Amargura se llena en su garganta.
──¿Alteza?.
Augusta hace que pasen sus damas, deja que elijan su ropa y la joyería del día.
──¿Cúal es el cronograma?.
──Desayuno con su hermano, mencionó que quería discutir un tema con usted. ──Kali comienza a recitar, leyendo el papel diligentemente mientras las demás damas se ocupaban de preparar a su princesa para el día──. Al mediodía recibirá a la delegación de su majestad y su excelencia el Archiduque que llegan antes de lo previsto por la partida de su Alteza el príncipe.
──Y con toda una historia.
Augusta asiente en un breve suspiro, se había enterado del problema por una carta enviada de parte de Bianca. «Desde la perspectiva del marquesado Manchike, Estrusco habría traído a Julia Helena, una heredera, utilizando a Alfonso como un cebo, la habría secuestrado para obligarla a casarse con el Archiduque César.»
──Bien, he de suponer que habrá un banquete en el palacio principal.
──Justo como lo sospechaba usted, la zorra roja está demasiado orgullosa y su control en el palacio es más fuerte que nunca.
Augusta estaba al tanto porqué Bianca, en una carta que llegó justo después de la partida de Alfonso, le contó toda la situación a detalle, por supuesto que la quemó después para no dejar evidencia documentada.
«Apenas se ha ido Alfonso y estos buitres hacen sus movimientos sobre León III.»
──Yo también soy muy fuerte, mucho más fuerte que ella.
──Sí, mi princesa. ──Shezi murmura con cautela pero también admirada de la determinación que expulsa la noble con sólo hablar.
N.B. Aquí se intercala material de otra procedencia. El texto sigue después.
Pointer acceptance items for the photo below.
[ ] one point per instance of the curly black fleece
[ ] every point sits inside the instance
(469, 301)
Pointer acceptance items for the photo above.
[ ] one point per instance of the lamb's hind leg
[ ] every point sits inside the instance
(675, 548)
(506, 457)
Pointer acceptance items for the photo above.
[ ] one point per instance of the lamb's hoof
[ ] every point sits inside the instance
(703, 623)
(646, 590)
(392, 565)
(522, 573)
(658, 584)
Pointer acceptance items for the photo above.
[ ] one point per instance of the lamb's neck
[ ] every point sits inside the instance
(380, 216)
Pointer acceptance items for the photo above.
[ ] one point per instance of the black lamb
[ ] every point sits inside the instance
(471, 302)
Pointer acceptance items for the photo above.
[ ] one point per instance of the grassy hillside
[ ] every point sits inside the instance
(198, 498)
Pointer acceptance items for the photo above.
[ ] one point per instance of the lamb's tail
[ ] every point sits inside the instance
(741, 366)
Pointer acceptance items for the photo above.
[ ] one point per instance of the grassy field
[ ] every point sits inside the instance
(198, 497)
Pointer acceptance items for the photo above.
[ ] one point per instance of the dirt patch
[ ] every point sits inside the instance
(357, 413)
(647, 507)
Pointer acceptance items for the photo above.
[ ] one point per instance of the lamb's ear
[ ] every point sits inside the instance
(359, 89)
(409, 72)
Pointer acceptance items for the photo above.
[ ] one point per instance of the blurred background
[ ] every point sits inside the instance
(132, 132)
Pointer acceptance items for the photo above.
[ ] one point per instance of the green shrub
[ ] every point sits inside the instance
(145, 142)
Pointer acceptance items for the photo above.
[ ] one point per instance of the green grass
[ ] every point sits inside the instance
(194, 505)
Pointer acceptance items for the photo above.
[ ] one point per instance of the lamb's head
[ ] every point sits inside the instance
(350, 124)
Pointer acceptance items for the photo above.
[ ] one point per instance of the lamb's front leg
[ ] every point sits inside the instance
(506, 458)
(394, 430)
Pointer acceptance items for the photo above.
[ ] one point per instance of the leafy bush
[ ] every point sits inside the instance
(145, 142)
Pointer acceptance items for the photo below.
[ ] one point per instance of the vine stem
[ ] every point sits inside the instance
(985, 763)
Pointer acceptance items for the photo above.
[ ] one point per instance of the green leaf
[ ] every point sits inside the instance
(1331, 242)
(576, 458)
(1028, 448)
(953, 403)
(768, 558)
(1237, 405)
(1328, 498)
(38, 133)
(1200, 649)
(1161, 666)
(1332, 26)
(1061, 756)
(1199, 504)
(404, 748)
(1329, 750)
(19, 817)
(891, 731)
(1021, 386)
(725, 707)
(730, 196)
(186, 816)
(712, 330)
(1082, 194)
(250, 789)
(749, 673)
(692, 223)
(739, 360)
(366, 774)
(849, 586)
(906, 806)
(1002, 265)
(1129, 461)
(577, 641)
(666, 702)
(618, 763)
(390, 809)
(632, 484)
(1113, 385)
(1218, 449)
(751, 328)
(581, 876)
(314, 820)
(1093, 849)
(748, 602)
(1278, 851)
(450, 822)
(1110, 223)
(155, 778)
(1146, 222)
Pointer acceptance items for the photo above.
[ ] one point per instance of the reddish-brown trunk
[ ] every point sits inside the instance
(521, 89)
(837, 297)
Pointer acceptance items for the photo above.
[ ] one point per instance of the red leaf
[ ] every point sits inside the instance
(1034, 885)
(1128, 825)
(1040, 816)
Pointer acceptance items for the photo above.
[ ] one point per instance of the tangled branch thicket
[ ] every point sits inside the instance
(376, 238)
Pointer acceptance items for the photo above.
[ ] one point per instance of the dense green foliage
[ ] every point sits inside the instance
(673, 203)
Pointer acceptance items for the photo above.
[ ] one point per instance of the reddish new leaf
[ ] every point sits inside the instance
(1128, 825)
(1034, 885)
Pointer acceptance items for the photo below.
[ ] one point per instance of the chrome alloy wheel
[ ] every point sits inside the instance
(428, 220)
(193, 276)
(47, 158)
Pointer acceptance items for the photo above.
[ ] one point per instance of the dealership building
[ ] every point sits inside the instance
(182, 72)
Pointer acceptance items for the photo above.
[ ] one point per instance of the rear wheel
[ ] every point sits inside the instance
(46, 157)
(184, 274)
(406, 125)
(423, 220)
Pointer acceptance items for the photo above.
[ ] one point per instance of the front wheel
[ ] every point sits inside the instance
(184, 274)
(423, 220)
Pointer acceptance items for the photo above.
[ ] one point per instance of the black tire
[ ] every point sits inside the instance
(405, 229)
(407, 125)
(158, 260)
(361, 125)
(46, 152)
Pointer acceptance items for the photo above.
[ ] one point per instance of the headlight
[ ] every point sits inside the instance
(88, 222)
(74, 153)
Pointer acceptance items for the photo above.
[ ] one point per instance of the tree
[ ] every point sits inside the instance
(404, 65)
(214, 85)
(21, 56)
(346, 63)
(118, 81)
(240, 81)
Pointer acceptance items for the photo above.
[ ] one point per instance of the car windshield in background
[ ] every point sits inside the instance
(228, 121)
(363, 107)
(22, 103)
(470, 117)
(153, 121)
──¡Por supuesto! ──. Kali exclama con vivez y emoción──, ¡Usted es más hermosa y fuerte!.
Augusta sonríe, termina de acomodar el collar de zafiros y perlas adornando su cuello y cayendo hasta la mitad de su pecho a juego con su vestido largo con bordados y tela característicos de su país natal, esto porque su querido hermano le había traído telas nuevas y vestidos que tenía en su hogar.
Dejando su habitación ya tenía a su séquito siguiendo sus pasos.
──Sir. Bernardino.
──Saludos a su alteza, la princesa de Estrusco.
Augusta ve por un momento atrás suyo, estando a las puertas de su habitación, el pasillo estaba invadido por la formación de soldados, tanto estruscos como karrianos. Eran diez en total, en fila, esperando las órdenes, sus órdenes.